Ulcerative Endocarditis.

Problems: 

Definition:—This form of endocarditis is distinguished from the benign form just described by the fact that ulceration may occur as the result of inflammatory action, with possible suppuration, or these conditions occur when no previous endocarditis was known to have existed. From this ulceration there may be destruction of valvular tissue or perforation of a valve or perforation of the ventricular septum. While it is possible that the disease may occur independently of any previous inflammation it is not probable that it does so occur, except perhaps in extremely isolated cases.

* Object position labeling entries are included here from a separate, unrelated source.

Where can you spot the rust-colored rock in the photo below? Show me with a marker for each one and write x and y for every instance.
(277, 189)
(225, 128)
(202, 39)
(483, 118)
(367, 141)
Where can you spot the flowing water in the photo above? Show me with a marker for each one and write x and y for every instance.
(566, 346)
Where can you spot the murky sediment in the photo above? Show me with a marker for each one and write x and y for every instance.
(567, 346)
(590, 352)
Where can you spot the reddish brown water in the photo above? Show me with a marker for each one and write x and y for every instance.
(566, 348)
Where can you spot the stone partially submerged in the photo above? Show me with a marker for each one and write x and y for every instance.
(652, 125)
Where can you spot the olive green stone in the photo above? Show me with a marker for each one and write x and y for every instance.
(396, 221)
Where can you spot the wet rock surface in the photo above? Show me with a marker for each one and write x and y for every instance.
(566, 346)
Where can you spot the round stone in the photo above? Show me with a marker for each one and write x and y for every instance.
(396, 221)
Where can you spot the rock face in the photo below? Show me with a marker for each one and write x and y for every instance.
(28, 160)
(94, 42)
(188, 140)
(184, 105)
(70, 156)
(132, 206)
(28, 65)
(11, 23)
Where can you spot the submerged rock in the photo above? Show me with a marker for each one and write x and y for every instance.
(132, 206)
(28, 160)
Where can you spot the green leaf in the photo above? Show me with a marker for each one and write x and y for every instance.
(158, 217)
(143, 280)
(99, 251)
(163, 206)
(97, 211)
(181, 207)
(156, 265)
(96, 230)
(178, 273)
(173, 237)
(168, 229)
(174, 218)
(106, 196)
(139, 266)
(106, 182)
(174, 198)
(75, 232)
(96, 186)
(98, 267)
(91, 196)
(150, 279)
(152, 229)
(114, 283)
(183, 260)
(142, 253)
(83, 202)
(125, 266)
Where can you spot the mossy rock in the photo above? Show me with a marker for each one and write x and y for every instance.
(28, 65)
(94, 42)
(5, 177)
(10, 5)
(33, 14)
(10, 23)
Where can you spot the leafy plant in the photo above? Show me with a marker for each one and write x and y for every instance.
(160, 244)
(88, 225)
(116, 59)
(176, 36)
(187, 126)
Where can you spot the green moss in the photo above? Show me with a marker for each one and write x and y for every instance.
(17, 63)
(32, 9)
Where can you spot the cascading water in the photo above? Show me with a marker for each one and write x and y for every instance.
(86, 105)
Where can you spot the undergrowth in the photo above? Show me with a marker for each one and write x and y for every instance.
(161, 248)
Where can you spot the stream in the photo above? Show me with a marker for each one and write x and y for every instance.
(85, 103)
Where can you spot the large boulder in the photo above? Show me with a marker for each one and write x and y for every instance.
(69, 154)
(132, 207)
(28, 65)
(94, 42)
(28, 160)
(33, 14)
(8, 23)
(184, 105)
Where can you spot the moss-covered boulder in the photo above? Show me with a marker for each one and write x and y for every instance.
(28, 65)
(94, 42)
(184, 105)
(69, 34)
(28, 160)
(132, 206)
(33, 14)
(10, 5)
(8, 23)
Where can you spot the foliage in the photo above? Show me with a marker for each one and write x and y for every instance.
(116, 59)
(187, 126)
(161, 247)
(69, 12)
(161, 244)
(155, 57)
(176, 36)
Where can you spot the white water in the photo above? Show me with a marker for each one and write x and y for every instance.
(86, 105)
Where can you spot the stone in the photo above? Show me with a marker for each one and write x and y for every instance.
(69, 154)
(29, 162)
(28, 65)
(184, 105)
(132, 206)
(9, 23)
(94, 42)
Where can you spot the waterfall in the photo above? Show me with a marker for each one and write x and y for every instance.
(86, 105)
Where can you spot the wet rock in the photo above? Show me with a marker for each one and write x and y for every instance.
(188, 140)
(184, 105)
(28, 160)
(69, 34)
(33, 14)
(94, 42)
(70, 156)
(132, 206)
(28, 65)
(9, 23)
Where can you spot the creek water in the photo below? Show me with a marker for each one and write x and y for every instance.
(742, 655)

Etiology:—The ulcerative form occurs more commonly as a secondary infection, from the micro-organisms of acute infectious disorders, such as scarlet fever, diphtheria, erysipelas, measles, smallpox, typhoid fever, tuberculosis, chorea, chronic nephritis or gonorrhea. The micro-organism would thus depend largely upon the primary disease.

Symptomatology:—The symptoms are no more conspicuous usually than in the benign form of the disease. There may be no elevation of the temperature above that which has previously existed, from the primary disease, or the temperature may have fallen to normal and show no increase upon the occurrence of ulceration. Constitutional symptoms similar to those that occur in typhoid conditions, or in acute septicema, may develop, with some cerebral manifestations. There is usually persistent chilliness, with erratic fever, and occasionally sweating occurs. There is suppression of the secretions, the tongue becomes dry, thin and pointed and usually coated in the center with a dark brown or black coat, with sordes on the teeth. If these typhoid symptoms develop there will be a persistently high temperature, with but slight remissions occurring irregularly; there will be tympanites, gastro-intestinal irritation, with diarrhea, enlargement of the spleen, with tenderness on pressure and acute, lancinating pains, with delirium of a mild type and scanty urine.

If malarial toxemia co-exists there will be marked remissions in the temperature at regular intervals, with perhaps chilliness also occurring periodically and slowly developing anemia. In other cases there may be renal complications or marked cerebral manifestations, which may be mistaken for some of the forms of meningitis.

The local symptoms are usually not conspicuous, pain in the heart, oppression of breathing, irregularity of the heart's action or violent action may be either present or all absent. Usually there are valvular sounds, which are more or less distinctive; there is a plain murmur on systole, and the second sound of the heart is somewhat increased in force. There may be signs of local pulmonary consolidation.

Diagnosis:—This depends upon the previous existing conditions and is usually unsatisfactory, as there are so few distinctive phenomena. Exclusion should be made of pericarditis and of the infectious diseases without ulceration. If previous benign endocarditis has existed, or if the symptoms of this disease are present during the course of severe infectious disease, and all the phenomena, especially those of the heart, become greatly aggravated, endocardial ulceration will probably be present.

Treatment:—The suggestions for treatment which are found present in pericarditis and in endocarditis of a benign form will apply in this case, with the addition of our most positive measures to antagonize septic infection and the development of pus. These are echinacea in full doses, with the use of calcium sulphide, to partial saturation. The supportive treatment should be most carefully selected and of the most vigorous type. Stimulants may be given when prostration is marked. It must be borne in mind that the condition is a very serious one, and the treatment must be constitutional rather than local. Other alteratives may be selected according to the judgment of the physician.